Emily Schmall Contributor

CIUDAD JUAREZ (March 31) -- Norma Ramos learned from the evening news in August that her ex-husband had been slain in front of his home in this rough, drug-ridden city across the Rio Grande from El Paso, Texas. She immediately began to worry about her 18-year-old son. "I told him I didn't want him to claim the body," she said. "But he said, 'It's my father. I'm going.' "

Ramos feared her son wouldn't come back. She knows that in Ciudad Juarez, a focal point of Mexico's sprawling drug war, the shooting often continues even after the supposed target has been hit. The killing goes on in funeral homes, emergency vehicles and even morgues.

About 600 people have been killed so far this year in Juarez, which also suffers under high rates of robbery, rape and extortion. Residents and businesses are fleeing the city as the violence escalates, despite the military troops and federal and local police who patrol Juarez's neighborhoods and industrial parks.

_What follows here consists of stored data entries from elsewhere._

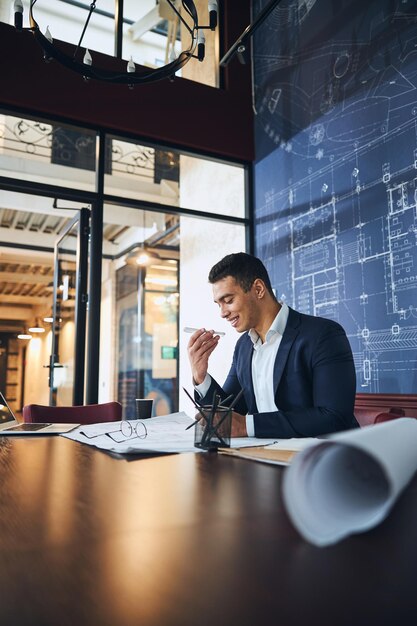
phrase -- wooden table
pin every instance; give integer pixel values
(184, 540)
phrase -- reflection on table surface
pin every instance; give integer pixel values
(190, 539)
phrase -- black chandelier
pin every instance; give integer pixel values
(133, 74)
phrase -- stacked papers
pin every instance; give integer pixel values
(349, 482)
(165, 434)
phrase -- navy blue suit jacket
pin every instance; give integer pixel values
(314, 380)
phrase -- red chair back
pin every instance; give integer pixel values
(86, 414)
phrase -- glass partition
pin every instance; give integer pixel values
(50, 153)
(155, 282)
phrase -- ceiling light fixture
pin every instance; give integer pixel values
(142, 256)
(131, 74)
(36, 328)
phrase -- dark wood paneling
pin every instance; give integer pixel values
(369, 405)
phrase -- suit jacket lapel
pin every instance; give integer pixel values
(290, 333)
(247, 382)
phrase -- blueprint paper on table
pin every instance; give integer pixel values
(166, 433)
(349, 482)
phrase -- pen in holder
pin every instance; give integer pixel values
(214, 427)
(213, 424)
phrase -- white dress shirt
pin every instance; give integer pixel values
(263, 360)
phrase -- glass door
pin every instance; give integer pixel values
(67, 360)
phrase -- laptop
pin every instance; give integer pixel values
(10, 426)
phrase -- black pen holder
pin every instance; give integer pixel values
(214, 427)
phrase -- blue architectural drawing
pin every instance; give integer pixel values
(336, 175)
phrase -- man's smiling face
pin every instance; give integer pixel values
(240, 308)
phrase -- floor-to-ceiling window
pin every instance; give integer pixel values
(167, 217)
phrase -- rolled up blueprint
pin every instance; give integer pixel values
(349, 482)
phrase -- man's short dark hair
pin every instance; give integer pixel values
(244, 268)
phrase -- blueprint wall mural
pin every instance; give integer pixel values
(335, 95)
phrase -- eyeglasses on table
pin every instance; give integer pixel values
(127, 430)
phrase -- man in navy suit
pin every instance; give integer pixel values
(296, 371)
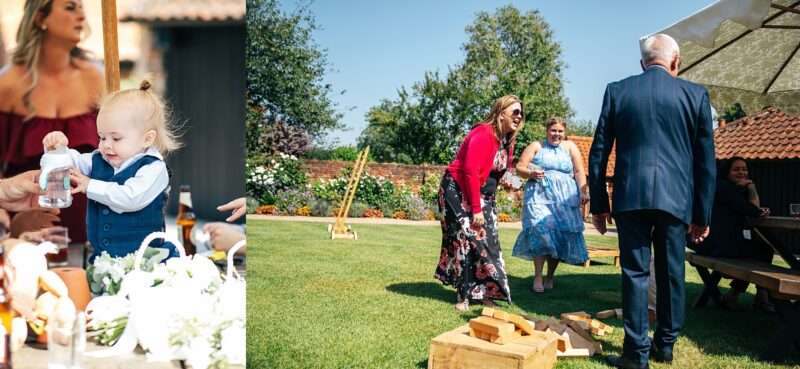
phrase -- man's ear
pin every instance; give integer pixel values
(675, 64)
(150, 137)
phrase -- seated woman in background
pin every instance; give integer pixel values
(736, 198)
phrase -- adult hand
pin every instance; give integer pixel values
(5, 223)
(698, 233)
(584, 197)
(53, 234)
(239, 207)
(224, 236)
(599, 222)
(478, 220)
(79, 180)
(21, 192)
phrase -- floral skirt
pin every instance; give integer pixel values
(470, 258)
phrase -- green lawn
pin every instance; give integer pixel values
(373, 303)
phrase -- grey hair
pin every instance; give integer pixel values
(659, 47)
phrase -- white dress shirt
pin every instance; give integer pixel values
(133, 195)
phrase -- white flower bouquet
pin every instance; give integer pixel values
(182, 309)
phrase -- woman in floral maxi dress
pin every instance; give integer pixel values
(471, 259)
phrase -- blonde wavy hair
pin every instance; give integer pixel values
(150, 111)
(29, 46)
(501, 104)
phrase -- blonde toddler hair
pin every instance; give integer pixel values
(150, 111)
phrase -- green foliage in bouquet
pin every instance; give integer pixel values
(105, 274)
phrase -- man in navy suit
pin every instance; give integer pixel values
(663, 189)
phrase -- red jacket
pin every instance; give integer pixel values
(474, 160)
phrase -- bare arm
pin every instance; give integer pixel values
(577, 163)
(525, 160)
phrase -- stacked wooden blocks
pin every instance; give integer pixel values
(499, 327)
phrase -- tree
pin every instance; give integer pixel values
(508, 52)
(733, 112)
(580, 128)
(285, 71)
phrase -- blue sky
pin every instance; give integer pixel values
(375, 47)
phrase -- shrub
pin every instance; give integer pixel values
(417, 209)
(303, 211)
(289, 201)
(266, 209)
(357, 209)
(320, 207)
(267, 178)
(373, 213)
(372, 190)
(429, 191)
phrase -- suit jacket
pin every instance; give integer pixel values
(665, 147)
(728, 220)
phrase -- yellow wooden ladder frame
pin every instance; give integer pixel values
(339, 229)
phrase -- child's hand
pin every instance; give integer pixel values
(80, 181)
(54, 139)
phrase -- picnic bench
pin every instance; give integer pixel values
(782, 283)
(597, 252)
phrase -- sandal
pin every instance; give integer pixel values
(536, 289)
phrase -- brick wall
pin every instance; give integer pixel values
(410, 175)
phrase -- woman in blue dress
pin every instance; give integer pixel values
(552, 225)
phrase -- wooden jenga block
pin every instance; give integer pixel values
(521, 323)
(575, 329)
(502, 315)
(578, 341)
(578, 315)
(491, 325)
(605, 314)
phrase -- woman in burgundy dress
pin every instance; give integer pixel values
(49, 85)
(470, 258)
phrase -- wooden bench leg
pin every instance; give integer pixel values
(787, 339)
(710, 290)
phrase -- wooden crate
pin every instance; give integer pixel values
(457, 350)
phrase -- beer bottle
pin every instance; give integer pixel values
(186, 220)
(6, 315)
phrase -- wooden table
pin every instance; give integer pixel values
(782, 283)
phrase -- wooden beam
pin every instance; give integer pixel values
(783, 66)
(776, 26)
(110, 45)
(713, 52)
(785, 8)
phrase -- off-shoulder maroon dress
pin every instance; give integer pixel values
(21, 148)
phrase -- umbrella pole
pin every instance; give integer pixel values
(110, 45)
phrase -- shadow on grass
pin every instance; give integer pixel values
(431, 290)
(717, 332)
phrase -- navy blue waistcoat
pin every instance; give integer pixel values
(121, 234)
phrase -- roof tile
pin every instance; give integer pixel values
(768, 134)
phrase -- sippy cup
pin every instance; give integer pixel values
(54, 179)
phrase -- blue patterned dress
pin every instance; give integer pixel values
(551, 217)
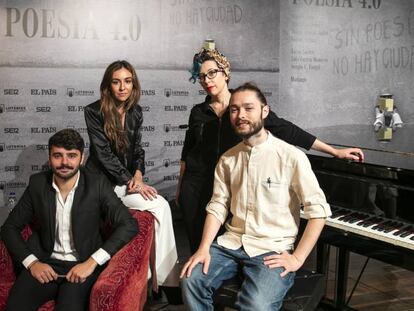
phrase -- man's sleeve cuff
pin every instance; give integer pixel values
(101, 256)
(29, 260)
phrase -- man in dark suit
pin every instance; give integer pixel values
(65, 253)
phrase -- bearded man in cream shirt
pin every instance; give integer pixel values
(262, 183)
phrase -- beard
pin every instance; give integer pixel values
(254, 128)
(65, 176)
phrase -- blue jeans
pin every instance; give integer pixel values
(262, 287)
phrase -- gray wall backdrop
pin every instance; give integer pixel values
(53, 55)
(335, 58)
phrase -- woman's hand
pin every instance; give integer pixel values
(136, 185)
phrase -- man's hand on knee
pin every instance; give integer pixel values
(81, 271)
(201, 256)
(283, 260)
(43, 272)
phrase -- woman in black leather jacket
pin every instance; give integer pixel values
(210, 134)
(114, 129)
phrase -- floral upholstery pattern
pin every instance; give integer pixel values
(122, 286)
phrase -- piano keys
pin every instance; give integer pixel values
(372, 215)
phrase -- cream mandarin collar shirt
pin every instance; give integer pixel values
(264, 187)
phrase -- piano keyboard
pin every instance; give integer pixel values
(371, 226)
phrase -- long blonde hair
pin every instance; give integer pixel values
(112, 119)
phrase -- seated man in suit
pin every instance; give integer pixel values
(66, 251)
(261, 183)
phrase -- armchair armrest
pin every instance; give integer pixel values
(123, 283)
(7, 277)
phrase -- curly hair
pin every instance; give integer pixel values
(205, 55)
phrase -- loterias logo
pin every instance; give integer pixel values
(73, 92)
(148, 128)
(43, 92)
(171, 92)
(72, 108)
(148, 92)
(12, 109)
(43, 109)
(174, 128)
(43, 130)
(168, 162)
(175, 108)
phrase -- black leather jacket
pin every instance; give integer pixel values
(119, 168)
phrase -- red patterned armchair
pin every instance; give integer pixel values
(122, 286)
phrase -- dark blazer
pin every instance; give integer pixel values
(119, 168)
(94, 202)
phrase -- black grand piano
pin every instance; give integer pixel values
(373, 215)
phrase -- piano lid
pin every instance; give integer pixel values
(397, 153)
(386, 192)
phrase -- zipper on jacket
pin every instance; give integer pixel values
(218, 141)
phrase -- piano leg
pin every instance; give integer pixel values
(342, 266)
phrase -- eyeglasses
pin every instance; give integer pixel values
(211, 74)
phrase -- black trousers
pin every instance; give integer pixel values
(29, 294)
(195, 193)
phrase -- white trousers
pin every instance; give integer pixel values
(166, 267)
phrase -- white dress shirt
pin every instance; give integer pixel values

The women left behind in Juarez are haunted, and often targeted. They drive out of their way to avoid stoplights. They run small businesses during the day, but shutter the doors at night. They meet in shade-drawn rooms in a gesture of solidarity, to share methods for getting through another day of household chores and gloom.

Ramos, a collections agent for a U.S. bank, said she believed her ex-husband, who said he worked as a bodyguard, likely worked for one of the cartels battling over Juarez, a lucrative gateway to the U.S. drug market.

She said she was afraid of what her son knew. "He wants to avenge his father," she said. Her ex-husband, whom she won't name for fear of making a target of her son, was among 26 people hit the night of Aug. 17, when the killing in Juarez surpassed its normal feverish pitch to a monthly average of 12 corpses per day.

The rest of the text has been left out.